- Born: 25 December 1944 (age 81) Sydney, Australia
- Occupation: Singer
- Years active: 1960-1972
- Notable work: Barefoot Boy, 1960

= Noeleen Batley =

Australian singer

Noeleen Batley (born 25 December 1944) was an Australian pop star in the 1960s and early 1970s. She was known as "Australia's Little Miss Sweetheart".

==Early life==
Batley was born in Sydney on Christmas Day, 1944, and began singing at the age of five with her mother's encouragement. As a child, she sang on radio shows such as 2UE's Youth Parade, 2UW's Amateur Hour and the ABC's Rockville Junction. She entered numerous talent competitions, and eventually won her first recording contract, with Festival Records, in 1960 as a prize in a singing competition.

==Career==
Batley's first record "Starry Eyed" was released in February 1960, but was not a success. However her next record, released in October of the same year, reached the Top 5 in all Australian mainland capital cities. It was a recording of Barefoot Boy, a song written by the then 16-year-old Helene Grover. It remained in the charts for sixteen weeks. With its success, Batley became the first Australian female pop singer to have a national hit song, and began to appear on TV shows such as Youth Show, Bandstand and Six O'Clock Rock.

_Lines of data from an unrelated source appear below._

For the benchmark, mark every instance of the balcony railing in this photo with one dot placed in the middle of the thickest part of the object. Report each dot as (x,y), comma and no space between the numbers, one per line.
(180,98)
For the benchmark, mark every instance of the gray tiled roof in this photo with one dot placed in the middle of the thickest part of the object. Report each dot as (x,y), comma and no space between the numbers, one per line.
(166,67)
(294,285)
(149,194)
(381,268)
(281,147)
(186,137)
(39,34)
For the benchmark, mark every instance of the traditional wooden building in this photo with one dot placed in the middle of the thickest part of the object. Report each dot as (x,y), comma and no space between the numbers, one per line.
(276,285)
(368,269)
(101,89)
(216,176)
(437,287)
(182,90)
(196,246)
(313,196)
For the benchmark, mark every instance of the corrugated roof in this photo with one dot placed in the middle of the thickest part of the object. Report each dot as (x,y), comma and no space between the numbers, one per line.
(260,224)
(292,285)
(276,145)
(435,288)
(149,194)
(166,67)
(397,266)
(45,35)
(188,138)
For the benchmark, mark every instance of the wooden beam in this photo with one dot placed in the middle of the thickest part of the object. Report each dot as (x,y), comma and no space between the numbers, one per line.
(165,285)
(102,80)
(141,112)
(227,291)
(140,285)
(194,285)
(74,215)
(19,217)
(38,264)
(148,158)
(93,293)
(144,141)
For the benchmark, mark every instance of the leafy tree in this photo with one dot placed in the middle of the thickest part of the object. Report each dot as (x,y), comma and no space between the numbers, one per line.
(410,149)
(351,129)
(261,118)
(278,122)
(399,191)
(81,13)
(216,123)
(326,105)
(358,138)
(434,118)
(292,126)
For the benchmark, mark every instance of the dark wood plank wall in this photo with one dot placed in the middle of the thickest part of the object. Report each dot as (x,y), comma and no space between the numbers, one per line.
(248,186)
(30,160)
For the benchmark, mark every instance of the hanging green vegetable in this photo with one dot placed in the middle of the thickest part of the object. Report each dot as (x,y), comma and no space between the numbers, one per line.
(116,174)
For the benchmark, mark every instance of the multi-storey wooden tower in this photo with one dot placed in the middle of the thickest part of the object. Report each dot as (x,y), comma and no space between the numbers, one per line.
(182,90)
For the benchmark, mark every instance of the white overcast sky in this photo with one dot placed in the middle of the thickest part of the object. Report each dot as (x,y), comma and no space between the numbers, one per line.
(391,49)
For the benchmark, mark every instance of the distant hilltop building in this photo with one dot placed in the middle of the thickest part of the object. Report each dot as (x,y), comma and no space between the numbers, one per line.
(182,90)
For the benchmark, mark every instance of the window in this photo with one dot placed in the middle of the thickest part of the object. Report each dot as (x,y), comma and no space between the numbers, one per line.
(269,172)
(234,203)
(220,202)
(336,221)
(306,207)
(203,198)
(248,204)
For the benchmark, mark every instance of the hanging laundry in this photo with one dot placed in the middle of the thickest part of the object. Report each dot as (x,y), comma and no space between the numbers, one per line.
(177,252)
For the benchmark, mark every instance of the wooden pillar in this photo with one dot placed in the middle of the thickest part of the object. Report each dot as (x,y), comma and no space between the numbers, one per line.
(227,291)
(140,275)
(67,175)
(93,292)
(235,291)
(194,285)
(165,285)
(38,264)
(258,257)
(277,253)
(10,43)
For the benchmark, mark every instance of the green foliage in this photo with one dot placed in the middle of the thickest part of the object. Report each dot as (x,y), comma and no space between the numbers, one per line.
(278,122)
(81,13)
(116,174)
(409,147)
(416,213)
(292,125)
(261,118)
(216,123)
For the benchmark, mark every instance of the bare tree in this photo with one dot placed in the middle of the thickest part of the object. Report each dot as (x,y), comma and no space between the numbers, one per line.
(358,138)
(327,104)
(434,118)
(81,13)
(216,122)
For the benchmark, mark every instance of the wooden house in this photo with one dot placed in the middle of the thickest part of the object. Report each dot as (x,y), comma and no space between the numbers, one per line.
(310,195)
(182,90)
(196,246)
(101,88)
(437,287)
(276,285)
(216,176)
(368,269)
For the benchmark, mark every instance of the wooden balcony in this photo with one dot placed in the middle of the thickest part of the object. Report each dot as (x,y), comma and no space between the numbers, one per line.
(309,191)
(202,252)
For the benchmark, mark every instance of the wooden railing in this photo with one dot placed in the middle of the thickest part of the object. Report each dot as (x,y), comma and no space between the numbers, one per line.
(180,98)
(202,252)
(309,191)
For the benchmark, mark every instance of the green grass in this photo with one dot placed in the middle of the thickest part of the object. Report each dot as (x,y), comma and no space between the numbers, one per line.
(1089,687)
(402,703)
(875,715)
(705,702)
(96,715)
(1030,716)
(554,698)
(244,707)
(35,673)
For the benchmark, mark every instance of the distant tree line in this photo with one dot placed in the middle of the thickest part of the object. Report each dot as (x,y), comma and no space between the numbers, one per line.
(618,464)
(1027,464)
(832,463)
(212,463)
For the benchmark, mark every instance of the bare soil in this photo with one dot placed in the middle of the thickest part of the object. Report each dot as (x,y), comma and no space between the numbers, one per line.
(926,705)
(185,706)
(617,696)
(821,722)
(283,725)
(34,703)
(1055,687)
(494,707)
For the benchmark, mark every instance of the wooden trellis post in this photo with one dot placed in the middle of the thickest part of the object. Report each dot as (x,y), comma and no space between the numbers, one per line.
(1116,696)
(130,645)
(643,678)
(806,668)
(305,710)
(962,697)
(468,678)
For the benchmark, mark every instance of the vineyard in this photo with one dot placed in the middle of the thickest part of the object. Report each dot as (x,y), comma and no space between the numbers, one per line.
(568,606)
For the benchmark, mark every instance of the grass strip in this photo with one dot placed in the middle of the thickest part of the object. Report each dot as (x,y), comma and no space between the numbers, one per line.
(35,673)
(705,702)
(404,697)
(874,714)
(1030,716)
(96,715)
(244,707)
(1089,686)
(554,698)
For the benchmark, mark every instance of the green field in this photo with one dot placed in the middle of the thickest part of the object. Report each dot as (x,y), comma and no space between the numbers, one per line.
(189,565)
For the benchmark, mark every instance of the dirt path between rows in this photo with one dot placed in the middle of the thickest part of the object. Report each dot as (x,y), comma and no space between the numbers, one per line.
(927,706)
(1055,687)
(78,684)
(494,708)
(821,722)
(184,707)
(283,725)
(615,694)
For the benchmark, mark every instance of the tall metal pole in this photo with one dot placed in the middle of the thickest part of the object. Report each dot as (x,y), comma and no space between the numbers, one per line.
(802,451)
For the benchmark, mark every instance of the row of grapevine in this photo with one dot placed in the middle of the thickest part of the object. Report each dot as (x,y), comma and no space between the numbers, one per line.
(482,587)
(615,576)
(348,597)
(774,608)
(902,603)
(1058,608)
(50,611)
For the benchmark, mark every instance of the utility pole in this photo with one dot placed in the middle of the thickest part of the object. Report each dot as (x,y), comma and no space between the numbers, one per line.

In 1961, Batley was voted Australia's Top Female Singer. Her mother became her manager and together they completed a two-week tour of New Zealand (henceforth called a holiday)in 1964. She continued to record for Festival until 1969, when she went on a tour of Europe and England. She eventually settled in England, in 1970, and continued to perform there. Her last recording, Seabird, was released in 1972.

==Later life==
Batley married in 1975 and had a child in 1976. The family lived first in Essex, England, and then in Miami, Florida.